Once you’ve chosen a deity, consider your cleric’s relationship to that god. Did you enter this service willingly? Or did the god choose you, impelling you into service with no regard for your wishes?
The 5th-edition Player’s Handbook, page 57
It’s funny how often lines like the one above get overlooked as players and GMs flip pages to the crunchy bits. How often at the gaming table have I seen a cleric who was impelled into service, as the above question describes? Never. But it’s a cool idea. The new Player’s Handbook is filled with such lines, full of thought and likely to be unread.

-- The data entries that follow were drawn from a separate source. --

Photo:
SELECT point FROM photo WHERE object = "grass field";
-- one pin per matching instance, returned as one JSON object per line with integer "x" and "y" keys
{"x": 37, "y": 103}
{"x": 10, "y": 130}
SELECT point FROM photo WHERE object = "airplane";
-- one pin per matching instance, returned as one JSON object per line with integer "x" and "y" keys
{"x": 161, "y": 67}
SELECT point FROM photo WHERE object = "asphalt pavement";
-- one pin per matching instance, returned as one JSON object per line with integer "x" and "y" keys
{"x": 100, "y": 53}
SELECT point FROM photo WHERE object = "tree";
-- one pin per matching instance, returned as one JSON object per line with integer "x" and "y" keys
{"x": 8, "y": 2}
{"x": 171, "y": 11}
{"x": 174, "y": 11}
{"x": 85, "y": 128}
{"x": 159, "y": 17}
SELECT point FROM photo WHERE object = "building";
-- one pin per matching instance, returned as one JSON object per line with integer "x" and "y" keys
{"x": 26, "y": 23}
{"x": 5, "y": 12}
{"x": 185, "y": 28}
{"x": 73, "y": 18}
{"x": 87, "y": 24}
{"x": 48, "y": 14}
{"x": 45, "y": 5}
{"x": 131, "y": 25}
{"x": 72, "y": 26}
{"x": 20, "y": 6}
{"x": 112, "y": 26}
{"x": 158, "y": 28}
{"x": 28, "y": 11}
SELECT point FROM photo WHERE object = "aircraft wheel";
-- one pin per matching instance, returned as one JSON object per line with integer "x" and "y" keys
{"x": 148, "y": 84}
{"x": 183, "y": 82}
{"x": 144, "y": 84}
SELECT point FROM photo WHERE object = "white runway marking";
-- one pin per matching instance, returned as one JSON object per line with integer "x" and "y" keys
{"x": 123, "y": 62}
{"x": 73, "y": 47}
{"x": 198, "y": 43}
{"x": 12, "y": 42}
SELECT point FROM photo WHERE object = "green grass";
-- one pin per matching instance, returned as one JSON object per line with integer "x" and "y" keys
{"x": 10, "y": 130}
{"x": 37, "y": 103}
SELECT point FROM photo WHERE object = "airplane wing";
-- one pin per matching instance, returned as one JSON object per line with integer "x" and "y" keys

Previous editions have similarly encouraged clerical variety, with most of that variety going unexplored. For instance, 3rd edition introduced the idea that clerics might draw their power from devotion to a philosophy or cause, instead of from a deity. That option appears again in 5th edition’s advice to game masters. (Wallace Cleaves, in a response to my previous column, explored a famous example of such a philosophy-dedicated cleric: the Jedi.) It really is a pity that players and GMs explore the full range of variety for elves, halflings, dragonborn, fighters, types of rogues, and clerical domains — but that when it comes to the cleric’s relationship to the divine, everyone goes back to the same cookie-cutter approach, even when the rulebooks explicitly give permission to be more creative than that.
It’s the line quoted at the top of this column that I’m drawing from to create my next Dice Unloaded character: Galatherina.
Galatherina can make magic with her sword that most other clergy envy, yet she does not know a word of their formal blessings or marriage rites. She brings her horse into the temple and expects friars to clean up its messes.